Water filtration is incredibly important for hospitality operators. It improves the taste and appearance of drinks as well as helping to keep beverage equipment in peak condition, preventing premature machine breakdowns. To this end, we are pleased to work with BRITA in providing the right filter for each of our customers’ needs.

Another key success of the partnership has been our recycling of the cartridges. In 2019 we returned 87% of all BRITA cartridges used for recycling, equating to over 20,000 KG of plastic waste being diverted from landfill.

Watch this short video by BRITA Professional, to learn more about recycling cartridges.

An Update on Packaging

2019 marked the commencement of a review of our packaging across our product portfolio, including our own, and third-party, brands.

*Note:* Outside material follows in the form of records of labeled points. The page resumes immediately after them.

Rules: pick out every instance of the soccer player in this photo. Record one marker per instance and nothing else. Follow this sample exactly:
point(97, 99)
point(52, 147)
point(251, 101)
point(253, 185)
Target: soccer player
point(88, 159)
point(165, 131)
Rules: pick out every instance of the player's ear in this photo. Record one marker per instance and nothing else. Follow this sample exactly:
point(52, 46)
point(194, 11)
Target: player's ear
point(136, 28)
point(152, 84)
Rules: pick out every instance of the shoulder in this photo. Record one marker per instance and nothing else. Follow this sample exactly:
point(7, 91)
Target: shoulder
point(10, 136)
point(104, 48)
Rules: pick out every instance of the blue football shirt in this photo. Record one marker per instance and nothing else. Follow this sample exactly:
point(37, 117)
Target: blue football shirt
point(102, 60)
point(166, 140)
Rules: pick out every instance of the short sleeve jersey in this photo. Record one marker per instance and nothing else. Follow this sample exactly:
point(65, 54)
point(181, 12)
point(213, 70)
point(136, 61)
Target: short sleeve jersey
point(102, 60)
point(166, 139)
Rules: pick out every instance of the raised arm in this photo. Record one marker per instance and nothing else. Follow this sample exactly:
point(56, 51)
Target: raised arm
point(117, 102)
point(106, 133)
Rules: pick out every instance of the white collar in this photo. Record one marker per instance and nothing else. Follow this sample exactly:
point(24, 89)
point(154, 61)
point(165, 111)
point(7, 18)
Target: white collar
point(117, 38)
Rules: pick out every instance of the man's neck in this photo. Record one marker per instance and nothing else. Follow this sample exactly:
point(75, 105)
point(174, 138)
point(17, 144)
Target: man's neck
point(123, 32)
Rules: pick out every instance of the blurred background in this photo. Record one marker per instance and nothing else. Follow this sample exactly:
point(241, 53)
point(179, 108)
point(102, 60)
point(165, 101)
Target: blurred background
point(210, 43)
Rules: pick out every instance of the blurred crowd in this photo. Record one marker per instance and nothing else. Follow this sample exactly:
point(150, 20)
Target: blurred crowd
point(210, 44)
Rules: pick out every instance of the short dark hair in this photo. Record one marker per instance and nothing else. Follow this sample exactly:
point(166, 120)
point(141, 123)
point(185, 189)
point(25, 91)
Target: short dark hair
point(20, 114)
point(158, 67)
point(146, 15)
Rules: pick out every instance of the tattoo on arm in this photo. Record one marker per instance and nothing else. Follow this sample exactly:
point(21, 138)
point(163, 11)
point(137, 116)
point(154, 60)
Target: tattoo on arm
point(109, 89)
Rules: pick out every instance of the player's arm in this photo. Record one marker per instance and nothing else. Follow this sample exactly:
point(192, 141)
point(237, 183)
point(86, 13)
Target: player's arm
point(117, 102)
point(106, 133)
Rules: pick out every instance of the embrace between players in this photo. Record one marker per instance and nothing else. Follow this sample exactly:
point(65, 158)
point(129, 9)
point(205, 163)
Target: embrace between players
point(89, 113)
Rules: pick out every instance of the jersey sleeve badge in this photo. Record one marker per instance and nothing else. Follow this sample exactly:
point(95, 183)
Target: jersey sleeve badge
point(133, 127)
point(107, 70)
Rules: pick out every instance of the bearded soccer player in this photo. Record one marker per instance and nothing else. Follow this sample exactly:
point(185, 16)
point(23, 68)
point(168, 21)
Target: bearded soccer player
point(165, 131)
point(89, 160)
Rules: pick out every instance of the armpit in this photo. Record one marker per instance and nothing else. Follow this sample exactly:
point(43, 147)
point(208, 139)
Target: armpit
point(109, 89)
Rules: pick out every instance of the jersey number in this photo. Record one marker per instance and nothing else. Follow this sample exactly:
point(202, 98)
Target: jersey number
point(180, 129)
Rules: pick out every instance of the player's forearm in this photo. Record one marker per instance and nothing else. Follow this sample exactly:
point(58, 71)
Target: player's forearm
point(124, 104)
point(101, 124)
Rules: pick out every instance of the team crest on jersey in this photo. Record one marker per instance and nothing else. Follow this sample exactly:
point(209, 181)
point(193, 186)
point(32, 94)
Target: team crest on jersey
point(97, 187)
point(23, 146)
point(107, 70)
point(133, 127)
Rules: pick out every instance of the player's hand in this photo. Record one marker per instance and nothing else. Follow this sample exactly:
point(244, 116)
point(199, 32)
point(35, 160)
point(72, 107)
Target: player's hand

Though the materials available for packaging do still provide some limitations, there has also been some excellent innovations over 2019-20. Here are some of the improvements that we have seen:

  • SUKI TEA made excellent strides in removing plastic from their products, including replacing their plastic pyramid teabags, inner retail bags and large foodservice bags with compostable plastic-free alternatives. Full details of these changes are explained in this article by Oscar Woolley, Co-Founder and Commercial Director at SUKI.
  • DaVinci Syrups redesigned their plastic bottles, reducing their plastic content by 40%.
  • Island Bakery removed the plastic sleeves from inside their cases, replacing these with cardboard dividers to help ensure the products were not damaged during transit.
  • Peppersmith Mints removed the plastic wrap from outside the packs, ensuring their packs are now completely plastic-free.